First Person is also a platform to influence policy. Recent high school graduate Anisah Karim described the pressure she felt to apply to 100 colleges in the quest for millions of dollars in scholarships. Because of her piece, the school board in Memphis is reviewing the so-called “million-dollar scholar” culture at some high schools.

Do you have a story to tell or a point to make? In 2018, we want to give an even greater voice to students, parents, teachers, administrators, advocates and others who are trying to improve public education in Tennessee. We’re looking for essays of 500 to 750 words grounded in personal experience.

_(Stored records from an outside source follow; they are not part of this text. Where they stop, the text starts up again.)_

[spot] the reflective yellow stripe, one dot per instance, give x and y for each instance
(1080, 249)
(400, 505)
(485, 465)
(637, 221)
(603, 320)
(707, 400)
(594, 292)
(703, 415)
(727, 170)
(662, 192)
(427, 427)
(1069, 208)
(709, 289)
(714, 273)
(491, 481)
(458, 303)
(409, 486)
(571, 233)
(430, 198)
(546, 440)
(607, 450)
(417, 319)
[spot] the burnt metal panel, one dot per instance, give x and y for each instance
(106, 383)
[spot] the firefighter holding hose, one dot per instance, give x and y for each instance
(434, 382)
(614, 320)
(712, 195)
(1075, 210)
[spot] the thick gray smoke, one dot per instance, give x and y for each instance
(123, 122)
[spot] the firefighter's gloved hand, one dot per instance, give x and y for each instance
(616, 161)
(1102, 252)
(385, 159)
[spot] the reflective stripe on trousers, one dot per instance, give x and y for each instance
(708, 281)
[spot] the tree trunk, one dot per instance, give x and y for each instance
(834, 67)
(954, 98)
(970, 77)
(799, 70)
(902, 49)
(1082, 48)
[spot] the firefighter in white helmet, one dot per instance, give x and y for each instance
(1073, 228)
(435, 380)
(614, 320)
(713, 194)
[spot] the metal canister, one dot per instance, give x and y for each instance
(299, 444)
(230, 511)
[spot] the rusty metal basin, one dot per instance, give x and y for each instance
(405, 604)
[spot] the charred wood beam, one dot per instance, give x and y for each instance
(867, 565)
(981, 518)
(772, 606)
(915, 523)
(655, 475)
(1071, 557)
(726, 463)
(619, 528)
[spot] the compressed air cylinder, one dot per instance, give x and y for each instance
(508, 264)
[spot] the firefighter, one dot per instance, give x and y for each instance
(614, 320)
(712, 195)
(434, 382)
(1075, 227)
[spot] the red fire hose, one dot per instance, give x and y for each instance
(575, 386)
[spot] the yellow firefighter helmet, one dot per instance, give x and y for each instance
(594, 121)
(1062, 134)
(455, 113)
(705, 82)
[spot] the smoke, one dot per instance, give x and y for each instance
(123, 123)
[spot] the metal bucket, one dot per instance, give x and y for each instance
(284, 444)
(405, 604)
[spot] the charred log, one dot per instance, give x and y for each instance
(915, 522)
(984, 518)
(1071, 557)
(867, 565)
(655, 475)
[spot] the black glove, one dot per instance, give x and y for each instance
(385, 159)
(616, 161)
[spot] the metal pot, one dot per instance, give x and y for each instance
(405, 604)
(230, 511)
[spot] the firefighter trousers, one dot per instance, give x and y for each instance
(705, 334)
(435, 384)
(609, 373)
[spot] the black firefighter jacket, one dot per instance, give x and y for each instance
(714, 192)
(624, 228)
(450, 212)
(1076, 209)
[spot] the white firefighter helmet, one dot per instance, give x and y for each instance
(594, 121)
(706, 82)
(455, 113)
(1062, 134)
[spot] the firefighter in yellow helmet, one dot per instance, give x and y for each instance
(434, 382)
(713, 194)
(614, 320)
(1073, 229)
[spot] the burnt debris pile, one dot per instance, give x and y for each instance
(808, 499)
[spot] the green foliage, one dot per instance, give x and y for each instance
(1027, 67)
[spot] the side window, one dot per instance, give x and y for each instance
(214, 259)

Whether your piece is finished or you just have an idea to discuss, drop a line to Community Editor Caroline Bauman at cbauman@chalkbeat.org.

But first, check out these top First Person pieces from Tennesseans in 2017:

My high school told me to apply to 100 colleges — and I almost lost myself in the process

“A counselor never tried to determine what the absolute best school for me would be. I wasted a lot of time, money and resources trying to figure that out. And I almost lost myself in the process.” —Anisah Karim     

Why I’m not anxious about where my kids go to school — but do worry about the segregation that surrounds us

“In fact, it will be a good thing for my boys to learn alongside children who are different from them in many ways — that is one advantage they will have that I did not, attending parochial schools in a lily-white suburb.” —Mary Jo Cramb

I covered Tennessee’s ed beat for Chalkbeat. Here’s what I learned.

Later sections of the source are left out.